Since they will not be spending anything, and the middle class will also cut back on expenditure, there will be a reduction in aggregate or overall demand in the economy. This should result in a decline in prices for the next six months, especially of real estate. So if you are looking to buy a flat or house, this is the time.

No one knows for sure for how long the economy will remain weak. But a million temporary workers and another few million farm labourers will lose their livelihood.

At the same time, because the banks are now flush with funds — all that money under the mattress having been deposited with them — interest rates, too, will or should start to decline quite steeply. By this time next year, therefore, the economy could well be booming — provided the public sector banks lend. They may not because they are not very commercially oriented.

The government, too, will be richer as all that income on which tax had not been paid now begins to get taxed. Just how much richer it will be is hard to say at this point. But it can use the ­additional income, regardless of how much it is, on a whole host of things.

So far we have only talked about the stock of black money but what about its flow? How do you prevent a cancer recurring? How do you prevent fresh black money from being generated?
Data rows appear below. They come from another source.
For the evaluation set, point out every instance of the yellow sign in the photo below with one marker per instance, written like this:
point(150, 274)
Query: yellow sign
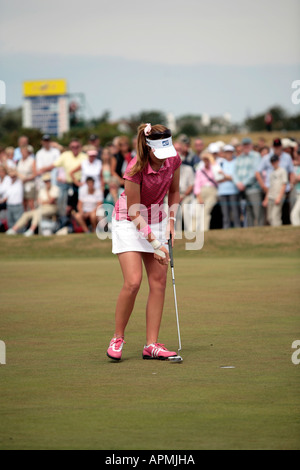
point(45, 87)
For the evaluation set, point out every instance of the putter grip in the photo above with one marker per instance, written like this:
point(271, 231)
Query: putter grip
point(171, 251)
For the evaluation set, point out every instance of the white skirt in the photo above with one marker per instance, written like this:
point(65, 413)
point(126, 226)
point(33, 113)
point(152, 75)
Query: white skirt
point(125, 236)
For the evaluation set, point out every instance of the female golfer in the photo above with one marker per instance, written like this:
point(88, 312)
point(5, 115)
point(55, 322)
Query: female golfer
point(140, 228)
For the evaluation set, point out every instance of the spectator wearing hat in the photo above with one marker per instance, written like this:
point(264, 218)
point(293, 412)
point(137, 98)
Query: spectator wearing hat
point(187, 155)
point(244, 178)
point(91, 167)
point(13, 198)
point(121, 159)
point(22, 142)
point(69, 160)
point(198, 148)
point(47, 207)
point(205, 187)
point(44, 158)
point(275, 195)
point(295, 214)
point(228, 192)
point(26, 169)
point(94, 141)
point(265, 169)
point(89, 200)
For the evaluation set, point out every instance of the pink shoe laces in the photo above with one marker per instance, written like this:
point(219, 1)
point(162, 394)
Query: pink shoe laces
point(117, 341)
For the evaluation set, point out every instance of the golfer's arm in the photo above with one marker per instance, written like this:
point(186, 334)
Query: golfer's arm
point(133, 195)
point(174, 194)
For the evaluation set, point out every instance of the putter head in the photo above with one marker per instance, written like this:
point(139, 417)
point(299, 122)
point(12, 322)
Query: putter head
point(175, 359)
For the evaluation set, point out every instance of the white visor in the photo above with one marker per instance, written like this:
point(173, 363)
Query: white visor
point(162, 148)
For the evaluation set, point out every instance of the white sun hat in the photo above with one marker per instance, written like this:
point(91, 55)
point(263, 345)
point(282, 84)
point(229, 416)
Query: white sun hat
point(162, 148)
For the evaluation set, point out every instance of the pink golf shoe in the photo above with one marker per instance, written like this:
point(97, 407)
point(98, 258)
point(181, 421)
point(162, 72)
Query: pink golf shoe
point(115, 348)
point(157, 351)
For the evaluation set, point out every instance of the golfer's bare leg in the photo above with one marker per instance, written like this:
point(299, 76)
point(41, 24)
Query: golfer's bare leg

We will know when the Budget for 2017-18 is presented. There is a very good chance that income tax rates will be reduced. Hopefully, there will be only two slabs and two rates of 15 and 25 per cent, with all exemptions being removed.

Three types of income

What most commentators don’t understand is that there are three types of income in India on which tax is not paid, or we can say there are three types of black money. One comes out of the bribes demanded by the employees of the Indian State; another is the income earned by criminals; and the third is the small portion of income which honest people do not declare because they genuinely can’t afford the high taxation.

The last category is treated most harshly by the government. The criminals usually get away because they bribe the government agencies. The people know this, which is why there has been such widespread support — despite the severe hardship — for demonetisation.